Configure trigger conditions and severity levels. When query results contain multiple values, any single value meeting the trigger condition will generate an event.
For more details, refer to Event Level Description.
If Continuous Trigger Judgment is enabled, it means after multiple consecutive detections meet the trigger condition, the event will be triggered again. Maximum limit is 10 times.
Alert Levels
-
Emergency (Red), Critical (Orange), Warning (Yellow): Based on configured conditions and comparison operators.
-
Normal (Green): Based on configured detection counts, explained as follows:
- Each execution of a detection task equals one detection. For example, if
Detection Frequency = 5 minutes, then 1 detection = 5 minutes; - Custom detection counts can be set. For instance, if
Detection Frequency = 5 minutes, then 3 detections = 15 minutes.
Level Description Normal After the detection rule becomes effective, if data returns to normal within the configured custom detection count after generating emergency, critical, or warning events, a recovery alert event will be generated.

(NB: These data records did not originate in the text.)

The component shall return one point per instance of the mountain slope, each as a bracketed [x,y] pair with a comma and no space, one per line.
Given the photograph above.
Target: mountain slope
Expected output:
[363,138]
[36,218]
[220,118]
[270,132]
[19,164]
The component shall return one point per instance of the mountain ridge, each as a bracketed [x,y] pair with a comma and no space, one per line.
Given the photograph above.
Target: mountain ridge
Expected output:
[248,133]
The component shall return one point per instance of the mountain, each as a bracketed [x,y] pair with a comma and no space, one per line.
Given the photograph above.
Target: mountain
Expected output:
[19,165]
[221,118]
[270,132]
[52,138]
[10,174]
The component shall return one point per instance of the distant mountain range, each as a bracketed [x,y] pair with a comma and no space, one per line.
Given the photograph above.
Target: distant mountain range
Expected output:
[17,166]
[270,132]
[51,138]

Recovery alert events are not subject to alert mute settings. If no recovery detection count is configured, alert events will not recover and will remain in the Events > Unrecovered Events List. - Each execution of a detection task equals one detection. For example, if
Data Gap Handling¶
Seven strategies are available for handling data gaps.
-
Coordinate with the detection interval time range, judge query results of the most recent minutes for detected metrics, do not trigger events;
-
Coordinate with the detection interval time range, judge query results of the most recent minutes for detected metrics, treat query results as 0; In this case, query results will be compared again with the threshold set in the Trigger Condition above to determine if an incident should be triggered.
-
Customize fill values for detection intervals, trigger data gap events, trigger emergency events, trigger critical events, trigger warning events, and trigger recovery events; For such configurations, it is recommended that custom data gap time be >= detection interval duration. If the configured time <= detection interval duration, both data gap and anomaly conditions might be met simultaneously, in which case only the data gap handling result will apply.
Information Event Generation¶
When enabled, detection results not matching any of the above trigger conditions will be written as "information" events.
Note
When trigger conditions, data gaps, and information event generation are all configured, the following priority applies: Data Gaps > Trigger Conditions > Information Event Generation.
Additional Configuration¶
For more details, refer to Rule Configuration.